Lyrics may be revealing
From the lyrics of some of the songs on the new album, some fans might figure that Chesney is wondering about the personal costs inherent in doing what he's done. "Never Wanted Nothing More," "Wife and Kids" and "Just Not Today" all find him ruminating about the possibility of settling down; the bracing "Demons" is a classic-sounding country song about the pull of life's darker attractions, and "Don't Blink" finds the East Tennessee native singing about "trying to slow it down" and "trying to take it in."

"I didn't write any of these songs, but they speak a lot of truth about where I am in my head and in my heart," Chesney said, sitting in a room at his record label's offices. "Those are two pretty complicated places right now.

"To do what I do in the way I do it, I've sacrificed not just a lot, but everything. It's been worth every second, but the tone of some of these songs is that I do see a day when my life is not going to totally revolve around singing in front of thousands of people, going to catering at 5 o'clock and doing a meet-and-greet at 7:30.

"I guess there's an underlying search for balance in these songs, and that's got to happen at some point."

Chesney is a five-time winner of country awards' top entertainer prizes, and a favorite in that category at November's CMA Awards.

His studio albums sell more in their first on-sale week than most country artists' albums sell at all, and he is a sellout attraction at arenas and stadiums. (At Chesney's last Nashville show, he sold out the Titans' LP Field. When West comes in October, he'll play Vanderbilt.)

The balance part is still tricky, though. Chesney is tired of having to get reacquainted each year with family and friends.

"It's bad when you've spent more time with people out on the road or with radio stations than you have with your mom, your friends or your grandmother," he said.

"That's why 'Don't Blink' means a lot to me. I stay pretty closed up, and I don't tell people around me what I'm feeling, and it's hard for me to stop and smell the roses, 'cause there's always somewhere else for me to be. This song told me, 'You might want to stop for a moment.' "
He can be competitive
That said, Chesney is still competitive enough to chafe when folks talk about the 50 Cent vs. Kanye West rivalry without mentioning him. "In November of 2005, I had an album called The Road and the Radio come out on the same day 50 Cent released an album (Get Rich or Die Tryin'), and we beat him pretty soundly. It's a slam against the country genre as a whole to pretend it doesn't exist."

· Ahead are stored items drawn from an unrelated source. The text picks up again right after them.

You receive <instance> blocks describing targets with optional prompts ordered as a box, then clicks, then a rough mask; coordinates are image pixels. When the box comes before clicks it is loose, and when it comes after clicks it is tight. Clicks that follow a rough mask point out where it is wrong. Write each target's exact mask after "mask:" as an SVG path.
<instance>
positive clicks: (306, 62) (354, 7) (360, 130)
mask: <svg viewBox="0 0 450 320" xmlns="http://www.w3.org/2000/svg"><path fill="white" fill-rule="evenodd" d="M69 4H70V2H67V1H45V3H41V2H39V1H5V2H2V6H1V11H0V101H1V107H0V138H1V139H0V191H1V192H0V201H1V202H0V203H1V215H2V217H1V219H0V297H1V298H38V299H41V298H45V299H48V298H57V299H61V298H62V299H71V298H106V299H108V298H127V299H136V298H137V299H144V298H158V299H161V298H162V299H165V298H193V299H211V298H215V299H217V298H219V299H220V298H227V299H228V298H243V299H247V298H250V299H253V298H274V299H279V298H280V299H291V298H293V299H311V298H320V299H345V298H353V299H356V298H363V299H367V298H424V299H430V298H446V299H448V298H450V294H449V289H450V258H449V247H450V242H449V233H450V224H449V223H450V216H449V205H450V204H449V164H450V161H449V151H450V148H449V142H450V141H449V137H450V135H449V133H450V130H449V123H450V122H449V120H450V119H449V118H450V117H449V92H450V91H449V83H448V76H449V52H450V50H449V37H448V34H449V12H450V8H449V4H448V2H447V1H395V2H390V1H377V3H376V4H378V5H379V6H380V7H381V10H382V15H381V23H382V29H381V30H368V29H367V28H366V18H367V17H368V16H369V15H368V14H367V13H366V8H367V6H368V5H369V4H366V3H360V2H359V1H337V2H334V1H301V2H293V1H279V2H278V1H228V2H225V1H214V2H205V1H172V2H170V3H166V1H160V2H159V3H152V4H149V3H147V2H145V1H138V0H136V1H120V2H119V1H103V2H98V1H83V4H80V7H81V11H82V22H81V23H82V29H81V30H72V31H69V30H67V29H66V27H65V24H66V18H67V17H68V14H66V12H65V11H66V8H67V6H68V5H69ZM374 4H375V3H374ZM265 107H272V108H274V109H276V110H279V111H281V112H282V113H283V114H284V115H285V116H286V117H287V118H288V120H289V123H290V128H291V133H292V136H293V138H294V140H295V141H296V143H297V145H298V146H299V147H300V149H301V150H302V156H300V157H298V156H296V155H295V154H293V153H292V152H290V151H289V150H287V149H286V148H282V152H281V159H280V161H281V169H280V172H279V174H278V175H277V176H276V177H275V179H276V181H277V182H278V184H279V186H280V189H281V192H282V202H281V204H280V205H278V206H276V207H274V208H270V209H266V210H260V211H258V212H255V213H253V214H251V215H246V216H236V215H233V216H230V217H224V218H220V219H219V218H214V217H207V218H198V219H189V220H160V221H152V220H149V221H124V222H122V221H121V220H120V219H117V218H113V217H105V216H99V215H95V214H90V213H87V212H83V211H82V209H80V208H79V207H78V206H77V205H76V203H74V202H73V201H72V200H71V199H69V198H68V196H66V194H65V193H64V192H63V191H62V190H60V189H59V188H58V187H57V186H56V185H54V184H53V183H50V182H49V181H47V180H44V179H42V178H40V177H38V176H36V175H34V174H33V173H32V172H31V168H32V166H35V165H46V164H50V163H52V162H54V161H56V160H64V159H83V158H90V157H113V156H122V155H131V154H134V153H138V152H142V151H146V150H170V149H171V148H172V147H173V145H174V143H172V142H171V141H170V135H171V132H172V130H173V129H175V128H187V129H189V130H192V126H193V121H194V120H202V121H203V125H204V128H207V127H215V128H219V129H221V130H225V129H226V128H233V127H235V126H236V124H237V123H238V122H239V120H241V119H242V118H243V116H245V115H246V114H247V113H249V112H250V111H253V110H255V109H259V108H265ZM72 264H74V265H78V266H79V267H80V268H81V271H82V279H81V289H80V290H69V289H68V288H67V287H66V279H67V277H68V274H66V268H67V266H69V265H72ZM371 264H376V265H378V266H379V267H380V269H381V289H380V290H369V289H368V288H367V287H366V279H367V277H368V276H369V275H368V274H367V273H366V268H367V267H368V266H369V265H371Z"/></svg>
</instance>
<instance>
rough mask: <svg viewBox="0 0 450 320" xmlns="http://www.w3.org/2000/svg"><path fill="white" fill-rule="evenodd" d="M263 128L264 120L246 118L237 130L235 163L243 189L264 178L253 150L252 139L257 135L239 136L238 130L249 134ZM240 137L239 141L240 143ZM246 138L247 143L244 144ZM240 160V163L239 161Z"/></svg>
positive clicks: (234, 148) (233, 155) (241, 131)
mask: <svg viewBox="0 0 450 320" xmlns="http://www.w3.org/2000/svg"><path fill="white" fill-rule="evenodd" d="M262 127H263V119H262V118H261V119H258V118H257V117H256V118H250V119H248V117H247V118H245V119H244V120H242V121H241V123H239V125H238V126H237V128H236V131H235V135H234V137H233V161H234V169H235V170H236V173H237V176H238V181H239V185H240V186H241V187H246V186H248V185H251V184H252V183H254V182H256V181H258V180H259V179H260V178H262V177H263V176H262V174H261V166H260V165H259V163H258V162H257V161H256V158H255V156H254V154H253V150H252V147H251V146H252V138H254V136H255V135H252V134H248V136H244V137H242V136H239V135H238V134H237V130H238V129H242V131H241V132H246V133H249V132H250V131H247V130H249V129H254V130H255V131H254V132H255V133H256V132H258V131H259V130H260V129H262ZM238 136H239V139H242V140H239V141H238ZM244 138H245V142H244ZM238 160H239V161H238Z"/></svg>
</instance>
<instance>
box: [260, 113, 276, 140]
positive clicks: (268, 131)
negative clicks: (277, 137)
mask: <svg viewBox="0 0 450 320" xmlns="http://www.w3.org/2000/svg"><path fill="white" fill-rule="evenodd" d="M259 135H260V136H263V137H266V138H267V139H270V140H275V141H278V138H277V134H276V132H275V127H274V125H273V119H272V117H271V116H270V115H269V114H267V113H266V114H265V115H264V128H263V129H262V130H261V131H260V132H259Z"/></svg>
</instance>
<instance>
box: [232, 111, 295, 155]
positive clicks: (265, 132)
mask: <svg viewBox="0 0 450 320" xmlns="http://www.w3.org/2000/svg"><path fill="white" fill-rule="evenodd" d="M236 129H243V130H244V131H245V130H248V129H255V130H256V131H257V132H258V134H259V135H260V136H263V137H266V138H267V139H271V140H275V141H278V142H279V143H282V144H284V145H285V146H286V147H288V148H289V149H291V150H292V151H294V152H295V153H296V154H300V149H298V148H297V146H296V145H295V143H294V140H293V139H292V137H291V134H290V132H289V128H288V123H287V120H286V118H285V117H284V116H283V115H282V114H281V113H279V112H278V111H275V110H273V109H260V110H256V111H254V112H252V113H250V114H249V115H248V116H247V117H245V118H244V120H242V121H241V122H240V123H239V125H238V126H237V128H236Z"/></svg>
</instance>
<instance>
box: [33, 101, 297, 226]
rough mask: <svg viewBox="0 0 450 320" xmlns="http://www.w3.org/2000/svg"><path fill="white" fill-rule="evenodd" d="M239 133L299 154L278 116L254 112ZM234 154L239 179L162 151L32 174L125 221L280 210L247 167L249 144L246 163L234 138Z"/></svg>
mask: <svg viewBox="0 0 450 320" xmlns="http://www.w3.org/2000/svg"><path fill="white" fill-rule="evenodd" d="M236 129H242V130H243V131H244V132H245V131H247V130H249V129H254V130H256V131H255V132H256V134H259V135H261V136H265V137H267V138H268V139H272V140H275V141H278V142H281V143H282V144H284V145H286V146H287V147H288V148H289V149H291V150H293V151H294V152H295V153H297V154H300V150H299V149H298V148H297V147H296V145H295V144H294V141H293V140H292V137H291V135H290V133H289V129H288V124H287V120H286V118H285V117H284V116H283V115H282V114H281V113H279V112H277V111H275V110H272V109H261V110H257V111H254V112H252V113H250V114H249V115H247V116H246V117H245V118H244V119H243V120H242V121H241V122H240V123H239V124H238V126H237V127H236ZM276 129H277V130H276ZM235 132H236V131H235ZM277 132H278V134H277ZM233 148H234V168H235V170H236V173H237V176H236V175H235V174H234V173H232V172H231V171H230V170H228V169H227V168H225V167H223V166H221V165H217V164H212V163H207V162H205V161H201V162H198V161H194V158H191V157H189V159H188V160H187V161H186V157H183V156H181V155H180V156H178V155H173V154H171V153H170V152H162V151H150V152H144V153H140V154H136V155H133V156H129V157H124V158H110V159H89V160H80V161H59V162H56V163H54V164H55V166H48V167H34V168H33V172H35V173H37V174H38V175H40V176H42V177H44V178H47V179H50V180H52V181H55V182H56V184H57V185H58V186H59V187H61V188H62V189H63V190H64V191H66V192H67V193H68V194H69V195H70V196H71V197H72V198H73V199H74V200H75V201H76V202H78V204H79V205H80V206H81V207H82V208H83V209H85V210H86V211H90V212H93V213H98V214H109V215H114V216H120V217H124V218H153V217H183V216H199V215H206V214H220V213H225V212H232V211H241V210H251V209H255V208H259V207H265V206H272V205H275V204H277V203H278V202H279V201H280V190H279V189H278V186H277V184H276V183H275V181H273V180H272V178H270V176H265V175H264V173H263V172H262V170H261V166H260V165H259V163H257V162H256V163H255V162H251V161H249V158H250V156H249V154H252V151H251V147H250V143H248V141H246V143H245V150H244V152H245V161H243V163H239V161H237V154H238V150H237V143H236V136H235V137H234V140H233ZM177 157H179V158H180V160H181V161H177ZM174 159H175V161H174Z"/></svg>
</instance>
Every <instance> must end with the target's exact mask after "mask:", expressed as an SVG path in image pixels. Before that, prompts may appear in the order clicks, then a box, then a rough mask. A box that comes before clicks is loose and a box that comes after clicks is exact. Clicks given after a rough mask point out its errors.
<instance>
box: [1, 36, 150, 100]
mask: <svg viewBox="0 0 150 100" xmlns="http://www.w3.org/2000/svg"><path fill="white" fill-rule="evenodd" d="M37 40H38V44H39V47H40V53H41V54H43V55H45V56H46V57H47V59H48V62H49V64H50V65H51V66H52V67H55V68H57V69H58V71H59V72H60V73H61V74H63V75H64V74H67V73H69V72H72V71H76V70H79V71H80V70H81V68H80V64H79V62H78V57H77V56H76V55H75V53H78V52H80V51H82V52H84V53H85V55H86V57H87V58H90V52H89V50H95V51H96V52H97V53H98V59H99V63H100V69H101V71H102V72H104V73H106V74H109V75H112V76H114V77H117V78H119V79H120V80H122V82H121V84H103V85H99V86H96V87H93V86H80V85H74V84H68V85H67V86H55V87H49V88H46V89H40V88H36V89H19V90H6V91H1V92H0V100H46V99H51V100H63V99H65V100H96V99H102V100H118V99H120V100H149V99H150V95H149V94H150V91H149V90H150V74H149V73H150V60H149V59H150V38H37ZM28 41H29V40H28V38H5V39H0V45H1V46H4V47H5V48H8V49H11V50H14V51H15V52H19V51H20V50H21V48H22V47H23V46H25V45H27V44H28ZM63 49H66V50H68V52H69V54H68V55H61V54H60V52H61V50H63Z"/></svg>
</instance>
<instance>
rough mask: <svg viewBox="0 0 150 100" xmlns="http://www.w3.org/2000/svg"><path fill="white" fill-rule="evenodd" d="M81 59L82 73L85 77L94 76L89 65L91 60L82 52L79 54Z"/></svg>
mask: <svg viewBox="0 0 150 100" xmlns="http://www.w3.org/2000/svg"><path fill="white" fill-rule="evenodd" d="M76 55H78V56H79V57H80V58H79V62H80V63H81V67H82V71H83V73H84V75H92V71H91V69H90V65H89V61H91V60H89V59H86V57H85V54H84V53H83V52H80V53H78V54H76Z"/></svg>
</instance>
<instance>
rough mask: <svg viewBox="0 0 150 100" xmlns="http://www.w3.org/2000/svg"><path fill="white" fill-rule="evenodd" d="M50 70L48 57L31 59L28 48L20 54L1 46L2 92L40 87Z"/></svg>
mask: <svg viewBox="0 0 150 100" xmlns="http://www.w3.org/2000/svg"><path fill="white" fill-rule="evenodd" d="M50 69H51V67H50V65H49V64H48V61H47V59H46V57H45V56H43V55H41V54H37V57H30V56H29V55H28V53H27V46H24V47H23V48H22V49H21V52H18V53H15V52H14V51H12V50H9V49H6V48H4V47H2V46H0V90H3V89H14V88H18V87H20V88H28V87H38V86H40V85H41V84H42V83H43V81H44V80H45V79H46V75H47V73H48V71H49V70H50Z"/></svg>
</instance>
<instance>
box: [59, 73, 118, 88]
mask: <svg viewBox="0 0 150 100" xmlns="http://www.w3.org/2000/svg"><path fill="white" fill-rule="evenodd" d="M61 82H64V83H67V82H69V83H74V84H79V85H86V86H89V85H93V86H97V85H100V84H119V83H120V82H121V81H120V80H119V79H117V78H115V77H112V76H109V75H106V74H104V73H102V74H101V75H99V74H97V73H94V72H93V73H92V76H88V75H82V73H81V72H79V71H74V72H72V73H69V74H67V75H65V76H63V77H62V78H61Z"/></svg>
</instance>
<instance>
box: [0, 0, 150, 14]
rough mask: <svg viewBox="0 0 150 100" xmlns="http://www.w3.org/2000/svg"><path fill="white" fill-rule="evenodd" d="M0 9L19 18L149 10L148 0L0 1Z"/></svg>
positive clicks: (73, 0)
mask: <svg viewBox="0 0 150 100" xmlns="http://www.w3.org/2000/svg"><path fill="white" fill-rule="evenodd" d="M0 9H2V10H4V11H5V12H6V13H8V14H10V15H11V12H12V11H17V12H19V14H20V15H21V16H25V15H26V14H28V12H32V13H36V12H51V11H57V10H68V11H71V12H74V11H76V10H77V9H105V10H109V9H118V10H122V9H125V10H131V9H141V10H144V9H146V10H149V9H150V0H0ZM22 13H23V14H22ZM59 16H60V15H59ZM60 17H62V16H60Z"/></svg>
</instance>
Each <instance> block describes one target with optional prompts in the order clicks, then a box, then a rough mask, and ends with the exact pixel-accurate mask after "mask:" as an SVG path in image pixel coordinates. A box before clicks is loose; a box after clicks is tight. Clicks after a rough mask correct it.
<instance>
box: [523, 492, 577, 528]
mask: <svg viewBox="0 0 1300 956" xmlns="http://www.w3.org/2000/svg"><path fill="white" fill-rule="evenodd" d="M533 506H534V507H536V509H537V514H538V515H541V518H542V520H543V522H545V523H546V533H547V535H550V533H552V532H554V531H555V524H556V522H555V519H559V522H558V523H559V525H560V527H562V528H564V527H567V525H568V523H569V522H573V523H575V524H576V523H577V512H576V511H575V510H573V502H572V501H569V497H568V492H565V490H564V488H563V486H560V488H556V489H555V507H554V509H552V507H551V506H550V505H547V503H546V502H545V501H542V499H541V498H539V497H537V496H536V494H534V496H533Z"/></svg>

The competition extends to country awards shows, though Chesney is disappointed that Tim McGraw — who with wife Faith Hill headlined the highest-grossing country music tour in North America — is not nominated along with him in the CMA's entertainer category.

"Tim has a lot of passionate fans out there, and I'm one of them," Chesney said. "And what he and Faith have done in the last two years is as historic as anybody's touring, and, to be honest, more historic than some people that are nominated. He can't come to The Tennessean and say that, but I can. If I had the career he had and wasn't nominated, it would bother me."

Losing that category has bothered Chesney before, and he worries enough about his legacy to hope to win a few more entertainer crowns in order to be name-checked along with Alabama and Garth Brooks as a dominant performer in his era.

"I'd love to win it three more times, but the odds of me keeping the pedal down that long aren't good," he said.

"The search for balance is going to come with a price. This year, we had a hell of a year and I think we deserve it and I want to win it, but if I don't it's not going to change my enthusiasm, or my fans' enthusiasm. The awards don't fuel me."

What fuels him are the miles he's traveled to find his own historically significant place in music. Kenny Chesney turns 40 next March, and there's not a club in Brownsville big enough to hold the party.